Another example is 101 Wood Avenue South in MetroPark.  They signed over 100,000 sf in leases last year after completing a renovation of the building entrance, amenities, and common areas.  Was this by coincidence?  I think not.  Our team has recently completed three deals totaling over 150,000 sf at Two Tower Center in East Brunswick, which has one of the strongest amenity packages in Central New Jersey.

Similarly, institutional investors are seeking high quality assets in better submarkets.  Record prices have been recently achieved in Jersey City at 90 Hudson and 525 Washington and 333 Thornall Street in MetroPark had many suitors before finally being sold to TA Associates in late 2010.  Core assets and bargain basement values are the two segments with high activity in the capital markets sector, but the Class A buildings have a deeper investor pool.
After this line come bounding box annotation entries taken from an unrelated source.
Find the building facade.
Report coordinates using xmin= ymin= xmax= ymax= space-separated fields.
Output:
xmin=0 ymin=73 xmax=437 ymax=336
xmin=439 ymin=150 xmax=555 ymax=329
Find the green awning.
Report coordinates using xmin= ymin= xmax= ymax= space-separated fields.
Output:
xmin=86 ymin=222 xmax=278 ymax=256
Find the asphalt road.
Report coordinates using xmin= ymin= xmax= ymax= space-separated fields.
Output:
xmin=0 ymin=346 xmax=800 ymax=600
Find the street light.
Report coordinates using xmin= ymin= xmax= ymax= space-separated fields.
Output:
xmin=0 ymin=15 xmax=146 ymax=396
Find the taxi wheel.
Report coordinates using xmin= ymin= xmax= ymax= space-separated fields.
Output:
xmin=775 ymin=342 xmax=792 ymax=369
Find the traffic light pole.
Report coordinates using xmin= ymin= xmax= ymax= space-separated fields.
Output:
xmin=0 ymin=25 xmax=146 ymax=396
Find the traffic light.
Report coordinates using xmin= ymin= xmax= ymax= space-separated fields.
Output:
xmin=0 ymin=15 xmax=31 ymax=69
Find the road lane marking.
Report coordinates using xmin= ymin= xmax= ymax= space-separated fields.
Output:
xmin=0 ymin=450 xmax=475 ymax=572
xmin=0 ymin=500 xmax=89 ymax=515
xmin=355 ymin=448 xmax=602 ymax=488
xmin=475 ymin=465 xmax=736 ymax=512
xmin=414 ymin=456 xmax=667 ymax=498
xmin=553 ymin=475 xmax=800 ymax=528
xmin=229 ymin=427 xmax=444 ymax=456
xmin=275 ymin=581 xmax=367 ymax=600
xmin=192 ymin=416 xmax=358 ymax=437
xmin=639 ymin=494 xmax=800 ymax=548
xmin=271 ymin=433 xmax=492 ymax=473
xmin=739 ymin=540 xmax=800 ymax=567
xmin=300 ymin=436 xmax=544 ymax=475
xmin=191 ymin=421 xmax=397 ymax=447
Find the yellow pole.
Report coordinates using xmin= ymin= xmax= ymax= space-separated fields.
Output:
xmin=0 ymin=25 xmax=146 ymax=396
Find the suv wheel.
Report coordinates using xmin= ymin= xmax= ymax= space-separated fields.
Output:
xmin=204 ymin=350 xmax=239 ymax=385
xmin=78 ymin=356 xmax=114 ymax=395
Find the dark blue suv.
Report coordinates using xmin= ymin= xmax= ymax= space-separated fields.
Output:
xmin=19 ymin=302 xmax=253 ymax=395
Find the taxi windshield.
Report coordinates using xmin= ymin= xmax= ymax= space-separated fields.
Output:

Real estate investors can't create the demand of the Super Bowl.  But by creating a top of the market tenant experience, they will capture tenants in the short-term and allow rents to grow at a faster rate when the economy improves.  Ticket prices for the first Super Bowl were $12.  I guess they should have had The Beatles play the halftime show instead of American trumpeter Al Hirt and two marching bands.  They could have gotten at least $20.